Fabrice Gobert adapted the series using themes from the 2004 film They Came Back by Robin Campillo; he also directed the pilot. Scottish post-rock band Mogwai performs the haunting music, which makes an awesome standalone album in its own right.
(Bear with me, this next part has a bunch of names that might not mean a lot to you until you see the show, but these actors deserve MAD credit...):
While each episode highlights the backstory of a different character, every player here weaves in and out of the larger chain of events. In addition to the aforementioned townsfolk, The Returned also features Pierre Perrier as groom and ill-fated father-to-be Simon, as well as Clotilde Hesme as his ex-fiancee Adele; Samir Guesmi functions as the town’s police captain and Adele’s current lover, Thomas. Celine Sallette plays nurse Julie, who takes in the mysteriously orphaned Victor (Swann Nambotin). Rounding out the cast are Alix Posson as police officer Laure; Jean-Francois Sivadier as Pierre, a community leader who seems to have inside knowledge as to what's behind all this; and Gregor Gadebois as Toni, owner of the the local pub, with a dark secret of his own.
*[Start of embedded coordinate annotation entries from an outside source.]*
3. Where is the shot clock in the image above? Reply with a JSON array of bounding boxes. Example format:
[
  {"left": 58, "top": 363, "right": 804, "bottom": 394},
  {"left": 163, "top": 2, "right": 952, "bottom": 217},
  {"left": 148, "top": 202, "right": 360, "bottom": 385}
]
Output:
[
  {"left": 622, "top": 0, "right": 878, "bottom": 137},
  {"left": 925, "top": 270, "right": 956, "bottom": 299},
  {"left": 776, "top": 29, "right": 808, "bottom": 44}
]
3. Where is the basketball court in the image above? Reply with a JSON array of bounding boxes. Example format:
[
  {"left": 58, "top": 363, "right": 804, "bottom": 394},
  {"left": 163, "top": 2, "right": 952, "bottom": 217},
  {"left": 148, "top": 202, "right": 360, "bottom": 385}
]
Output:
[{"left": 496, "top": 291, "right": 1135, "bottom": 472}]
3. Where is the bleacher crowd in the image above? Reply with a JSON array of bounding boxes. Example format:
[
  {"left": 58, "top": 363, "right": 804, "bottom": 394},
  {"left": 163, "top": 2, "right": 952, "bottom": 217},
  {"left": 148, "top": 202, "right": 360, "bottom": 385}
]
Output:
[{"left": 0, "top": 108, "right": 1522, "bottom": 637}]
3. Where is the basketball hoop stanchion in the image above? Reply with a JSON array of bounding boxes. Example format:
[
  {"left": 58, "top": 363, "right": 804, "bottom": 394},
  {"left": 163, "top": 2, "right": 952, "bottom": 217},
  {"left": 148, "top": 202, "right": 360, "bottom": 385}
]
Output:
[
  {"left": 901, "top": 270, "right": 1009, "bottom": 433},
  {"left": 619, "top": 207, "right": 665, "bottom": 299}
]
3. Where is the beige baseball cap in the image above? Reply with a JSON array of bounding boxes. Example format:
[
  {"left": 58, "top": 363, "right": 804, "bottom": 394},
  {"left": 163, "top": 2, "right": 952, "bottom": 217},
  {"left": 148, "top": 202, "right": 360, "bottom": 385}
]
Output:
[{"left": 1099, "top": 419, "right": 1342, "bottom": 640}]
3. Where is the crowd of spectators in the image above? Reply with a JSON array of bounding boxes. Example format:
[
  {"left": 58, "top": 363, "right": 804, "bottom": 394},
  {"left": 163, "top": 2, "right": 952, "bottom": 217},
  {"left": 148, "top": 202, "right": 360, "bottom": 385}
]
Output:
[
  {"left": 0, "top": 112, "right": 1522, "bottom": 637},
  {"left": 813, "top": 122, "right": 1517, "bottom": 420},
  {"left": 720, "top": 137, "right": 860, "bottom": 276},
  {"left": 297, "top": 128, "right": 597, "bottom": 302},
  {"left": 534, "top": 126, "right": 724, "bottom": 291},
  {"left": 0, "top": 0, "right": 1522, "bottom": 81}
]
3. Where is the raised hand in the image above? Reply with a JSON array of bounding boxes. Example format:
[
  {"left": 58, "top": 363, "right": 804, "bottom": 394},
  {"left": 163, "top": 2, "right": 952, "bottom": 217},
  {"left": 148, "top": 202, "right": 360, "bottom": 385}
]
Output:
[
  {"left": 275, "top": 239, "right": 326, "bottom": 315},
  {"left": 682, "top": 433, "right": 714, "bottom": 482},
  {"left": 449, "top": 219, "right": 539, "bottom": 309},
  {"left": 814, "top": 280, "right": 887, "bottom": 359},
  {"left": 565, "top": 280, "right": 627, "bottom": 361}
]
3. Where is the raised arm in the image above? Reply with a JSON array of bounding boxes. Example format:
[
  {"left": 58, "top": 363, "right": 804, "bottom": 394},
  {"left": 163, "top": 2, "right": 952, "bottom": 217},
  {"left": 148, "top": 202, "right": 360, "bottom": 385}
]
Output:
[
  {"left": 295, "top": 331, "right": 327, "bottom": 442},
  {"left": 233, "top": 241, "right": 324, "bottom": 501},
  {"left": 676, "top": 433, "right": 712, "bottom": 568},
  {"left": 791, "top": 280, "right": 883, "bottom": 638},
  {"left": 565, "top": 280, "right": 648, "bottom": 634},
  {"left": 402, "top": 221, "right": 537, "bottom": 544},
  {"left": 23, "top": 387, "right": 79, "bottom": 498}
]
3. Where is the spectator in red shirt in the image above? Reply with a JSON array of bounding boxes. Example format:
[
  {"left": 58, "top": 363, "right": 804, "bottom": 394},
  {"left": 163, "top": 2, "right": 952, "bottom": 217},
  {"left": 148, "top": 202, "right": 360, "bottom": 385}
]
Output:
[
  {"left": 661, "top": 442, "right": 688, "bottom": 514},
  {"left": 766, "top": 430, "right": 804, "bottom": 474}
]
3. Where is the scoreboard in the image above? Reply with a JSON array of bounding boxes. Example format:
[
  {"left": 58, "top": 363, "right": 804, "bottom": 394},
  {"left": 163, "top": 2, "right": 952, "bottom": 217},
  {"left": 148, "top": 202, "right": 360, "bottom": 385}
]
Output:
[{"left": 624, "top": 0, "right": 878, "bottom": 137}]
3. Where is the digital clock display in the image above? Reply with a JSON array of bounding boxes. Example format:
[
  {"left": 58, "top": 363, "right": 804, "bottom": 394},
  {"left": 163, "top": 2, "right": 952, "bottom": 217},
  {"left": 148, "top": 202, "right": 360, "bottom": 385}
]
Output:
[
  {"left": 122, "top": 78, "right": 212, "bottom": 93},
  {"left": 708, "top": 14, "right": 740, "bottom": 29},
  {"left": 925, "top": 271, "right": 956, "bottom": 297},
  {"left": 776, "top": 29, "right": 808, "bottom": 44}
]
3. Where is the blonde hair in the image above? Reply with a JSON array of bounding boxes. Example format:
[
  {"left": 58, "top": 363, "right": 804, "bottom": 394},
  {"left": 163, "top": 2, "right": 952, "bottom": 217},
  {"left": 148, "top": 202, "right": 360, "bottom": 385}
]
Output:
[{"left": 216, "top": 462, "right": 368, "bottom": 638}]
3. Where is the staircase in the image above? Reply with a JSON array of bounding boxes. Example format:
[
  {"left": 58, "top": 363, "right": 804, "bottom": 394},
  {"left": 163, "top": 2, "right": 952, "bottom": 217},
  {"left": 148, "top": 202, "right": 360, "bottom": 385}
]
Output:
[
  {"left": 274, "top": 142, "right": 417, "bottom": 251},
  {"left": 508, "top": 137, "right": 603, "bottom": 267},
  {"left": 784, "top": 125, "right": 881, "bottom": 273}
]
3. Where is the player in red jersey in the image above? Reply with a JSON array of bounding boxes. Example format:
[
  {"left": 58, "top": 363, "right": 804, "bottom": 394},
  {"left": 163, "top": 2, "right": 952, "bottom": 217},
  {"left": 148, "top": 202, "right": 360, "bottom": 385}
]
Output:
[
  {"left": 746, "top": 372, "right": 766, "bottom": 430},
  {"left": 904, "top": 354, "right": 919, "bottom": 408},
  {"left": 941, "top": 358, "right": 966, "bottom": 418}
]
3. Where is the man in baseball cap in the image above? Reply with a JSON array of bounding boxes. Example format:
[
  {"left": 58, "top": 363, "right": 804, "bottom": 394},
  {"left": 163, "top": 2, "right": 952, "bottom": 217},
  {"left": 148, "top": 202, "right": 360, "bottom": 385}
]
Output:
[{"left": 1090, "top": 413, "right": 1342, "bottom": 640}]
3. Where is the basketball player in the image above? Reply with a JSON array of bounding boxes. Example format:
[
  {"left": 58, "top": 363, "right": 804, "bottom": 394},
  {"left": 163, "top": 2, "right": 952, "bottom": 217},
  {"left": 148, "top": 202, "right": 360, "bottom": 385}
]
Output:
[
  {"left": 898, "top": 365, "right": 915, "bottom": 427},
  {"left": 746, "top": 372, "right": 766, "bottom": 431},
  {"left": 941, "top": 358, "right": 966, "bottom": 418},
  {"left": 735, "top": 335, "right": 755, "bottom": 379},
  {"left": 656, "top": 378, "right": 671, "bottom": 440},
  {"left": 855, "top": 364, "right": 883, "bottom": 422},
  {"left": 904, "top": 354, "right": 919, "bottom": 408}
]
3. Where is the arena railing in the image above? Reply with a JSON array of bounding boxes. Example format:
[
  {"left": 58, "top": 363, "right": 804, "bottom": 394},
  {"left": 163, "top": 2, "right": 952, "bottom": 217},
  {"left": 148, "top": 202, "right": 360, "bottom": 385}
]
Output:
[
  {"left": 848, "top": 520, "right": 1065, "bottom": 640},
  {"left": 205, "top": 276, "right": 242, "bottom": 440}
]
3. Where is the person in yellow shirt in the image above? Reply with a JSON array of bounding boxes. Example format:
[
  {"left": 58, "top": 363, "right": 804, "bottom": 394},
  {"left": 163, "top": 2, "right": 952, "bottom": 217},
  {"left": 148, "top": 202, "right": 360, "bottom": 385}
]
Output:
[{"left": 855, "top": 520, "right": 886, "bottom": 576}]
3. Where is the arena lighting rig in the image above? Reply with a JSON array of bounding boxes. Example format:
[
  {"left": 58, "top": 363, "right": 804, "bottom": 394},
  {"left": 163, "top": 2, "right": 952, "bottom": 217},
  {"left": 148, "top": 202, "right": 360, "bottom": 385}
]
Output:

Anyway, this all might seem like a lot to swallow, especially if you're not familiar with French entertainment, but trust me, the ensemble cast brings its A-game, creating a world of dense, rich individuals.
When does the undead moodiness stumble into our homes?
Thursday, October 31 at 9pm, just as your house is getting TP'd.
Who will enjoy The Returned?
Honestly, fans of Sundance’s own Rectify will appreciate this tonal companion, what with its subtle philosophical flourishes and cinematic dreaminess. Add a dash of Lost’s character-centric supernatural staging, a few of Six Feet Under's more poignant moments, and a hint of Twin Peaks for that cozy mountain mystery feel, and you'll have a good idea of what's in store.
What’s the best about The Returned?
The way the show's very premise takes a back seat to the fascinating human conflicts that arise after the dead come back. The relationships between ex-lovers, orphaned children, and betrayed family members are built in such a way that only this unique phenomenon could elicit the existential responses that occur and carry The Returned past the "how" and "why" of such a supernatural event. The series artfully features every human emotion connected with the loss of a loved one, all without the finality and (let’s face it) boringness of death. With a plot that would be gripping even without the element of resurrection, and visuals that are equal parts beautiful, comedic, and suspenseful, this series uses everything at its disposal to go straight for the heart in ways that don’t take viewer attention for granted. Which is to say it clips along and never gets indulgent. Also, for those gorehounds, there's plenty of creative violence to offset the melancholy stretches.
Every last detail is meted out in a way that juggles suspense, pushes the story in new directions, and keeps each character fresh the whole time. The twisty-turniness is PERFECT for group viewership, and never outstays its welcome. All in all this is next-level TV and it even makes you feel smart for watching, when really it's just a damn good piece of art.
And what’s the not-best/worst?
For real, not a whole damn much. Some of the character dynamics are more interesting than others, but everyone will have their own preference.
Let’s cut to the chase: Should I watch this?
Can I see a preview?
What should I drink while I watch The Returned?
Some haunted lake water mixed with un Orangina, n'est-ce pas?